徐薇薇回来了,看见这副模样:“你没事吧?”
左小磊只顾乐,说:“薇薇你看,不到两分钟能挣50哩!”
徐薇薇也很高兴:“你以后多跟人家阿毛学学,你有本事,何必老跟着别人当写手。”
左小磊低下了头:“可是太烧钱了,一下午就花了400多推广费,才挣回来50。我本来不想继续烧钱,阿毛给我转了5000。”
徐薇薇说:“你没钱了问我要啊。这样,我先转一万块钱给你烧,烧没了我再给。”
左小磊收了一万块钱,先把阿毛的五千转了回去,阿毛立马打来电话,问道:“这都月底了,你哪来的钱?”
左小磊说:“薇薇给我转了一万,让我听你的干下去。”
阿毛说:“唉,还是软饭好吃啊。”
左小磊说:“我牙口不好,你管我呢!”
阿毛笑了几声,就挂了电话。
左小磊赶紧去做菜,徐薇薇悄悄的出去,买了几样卤菜,说:“我请你喝酒,庆祝一下。”
两个家常菜加上几个卤菜,左小磊心情不错,喝了两杯白酒,就盯着手机看。
一直守到了十点,店铺再也没响起接待音,眼看明天还要上班,只好去洗了个澡,略带失望的来到卧室。
徐薇薇还没睡着,看见左小磊进来,说:“马上就中秋节了,也该准备送节礼了。”
左小磊钻进被窝,说:“市里送一下叔叔家和姐姐家,妹妹住的远,回家少,来往也少,就不送了;等个下班早的时间,跟你去诺诺姥姥家吃顿饭,顺便去那边的亲戚家坐坐;老家的亲戚,回去过十五的时候再送也还赶得上。”

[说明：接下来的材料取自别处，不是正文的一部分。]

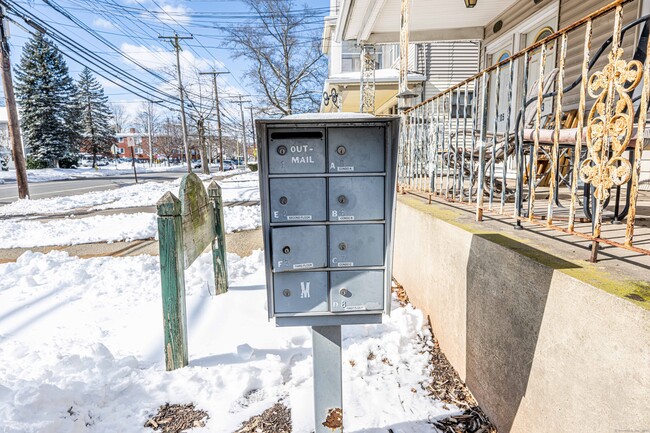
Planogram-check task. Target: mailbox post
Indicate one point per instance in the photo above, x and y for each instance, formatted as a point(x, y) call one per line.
point(328, 201)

往年徐薇薇忙,这些事儿本就是左小磊操持的,徐薇薇也没什么意见,只是试探着问道:“阎部长那里你不去坐坐?”
左小磊说:“一直没去过,今年也没必要去。”
徐薇薇说:“你跟我说武军被阎部长要去事业部了,你说是不是人家送礼了啊。”
左小磊说:“武军那天在老总面前露了多大的脸啊,要不是他在,估摸着那天晚上的公交车就全趴窝了。人家有技术、有能力,话不多但内秀,说实话,那晚上的情况,单凭我们三个站长,还不知道鼓捣到什么时候。”
徐薇薇想了想,说:“送总比不送好吧。”
左小磊说:“事业部的活儿,最掺不得假,能力不足,即便攀关系往上爬,也不过是出丑而已。就说梁柏,肯定是有后台的,要不然也不会空降来就是经理,打着‘安全第一’的旗号在公司里横着走,阎胖子也只能干生气。结果呢,阎胖子一躲,他成了事业部的一把手,风光了没几天,设备一出现故障,立马现了原形,真不够丢人的。”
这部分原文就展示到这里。